Es legítimo y digno de alabanza, el sentimiento patrio que cada uno llevamos dentro. Pero ese sentimiento tiene diferentes formas de expresarse, de exteriorizase. No hay porqué renunciar a sus gentes, a su cultura, a sus costumbres, a sus símbolos. Pero ese sentido nacionalista, -sin ser malo-, en una sociedad avanzada, resulta insuficiente y arcaico. Yo no quiero mostrar mi nacionalismo con la exhibición en balcones y plazas de mi bandera. Quiero un sentido patrio que vaya dirigido a algo mucho más profundo, algo que de verdad me identifique como el ciudadano de una patria que luche por defender los derechos sociales, que luche contra la desigualdad.
Limitándonos a los conflictos que el nacionalismo mal entendido ha ocasionado en España podríamos deducir que ha sido por aplicar al nacionalismo un concepto y una actitud fanática. Ahí es donde debemos avanzar. Pobre orgullo si lo limitamos a la grandeza del “Imperio español”, y más pobre aún si ese sentido supremacista lo reducimos a exhibir la bandera que represente ese nacionalismo trasnochado.
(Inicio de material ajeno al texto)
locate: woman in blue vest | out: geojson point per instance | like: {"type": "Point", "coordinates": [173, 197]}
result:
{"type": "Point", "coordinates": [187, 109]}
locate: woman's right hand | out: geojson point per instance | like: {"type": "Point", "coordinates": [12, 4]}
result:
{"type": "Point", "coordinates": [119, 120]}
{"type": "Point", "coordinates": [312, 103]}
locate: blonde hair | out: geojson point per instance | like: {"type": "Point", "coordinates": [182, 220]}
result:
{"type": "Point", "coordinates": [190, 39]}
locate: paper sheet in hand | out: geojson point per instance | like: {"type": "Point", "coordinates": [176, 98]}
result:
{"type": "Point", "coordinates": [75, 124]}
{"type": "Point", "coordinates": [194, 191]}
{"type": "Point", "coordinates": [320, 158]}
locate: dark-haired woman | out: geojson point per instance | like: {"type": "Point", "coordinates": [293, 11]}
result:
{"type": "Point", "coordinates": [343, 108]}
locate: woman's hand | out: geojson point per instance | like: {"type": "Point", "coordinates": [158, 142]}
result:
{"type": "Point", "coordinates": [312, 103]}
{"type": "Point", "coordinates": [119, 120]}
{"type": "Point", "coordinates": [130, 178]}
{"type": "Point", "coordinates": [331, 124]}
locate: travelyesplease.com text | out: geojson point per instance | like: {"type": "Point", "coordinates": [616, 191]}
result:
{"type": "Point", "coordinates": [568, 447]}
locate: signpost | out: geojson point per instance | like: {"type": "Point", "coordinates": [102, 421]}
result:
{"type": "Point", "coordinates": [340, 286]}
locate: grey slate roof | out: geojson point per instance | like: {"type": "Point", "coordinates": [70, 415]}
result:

Un nacionalismo españolista bien entendido sería sentirse orgulloso de haber sido capaces de una transición de la dictadura a una democracia. Resulta contradictorio ver líderes políticos que reivindican el espíritu de la “Transición”, y rechazan el diálogo. ¡Esperpéntico! Un nacionalismo catalán bien entendido, sería el que presume, y puede presumir, de pueblo avanzado, generoso, trabajador y acogedor. Contradictorio de igual manera también alardear de un espíritu universal y pretender la separación. Los nacionalismos tienen cabida si se esfuerzan por perfeccionarse sin el menosprecio del otro; si se esfuerzan por los valores democráticos actuales. Y la democracia es integradora, es diálogo permanente, es convivencia.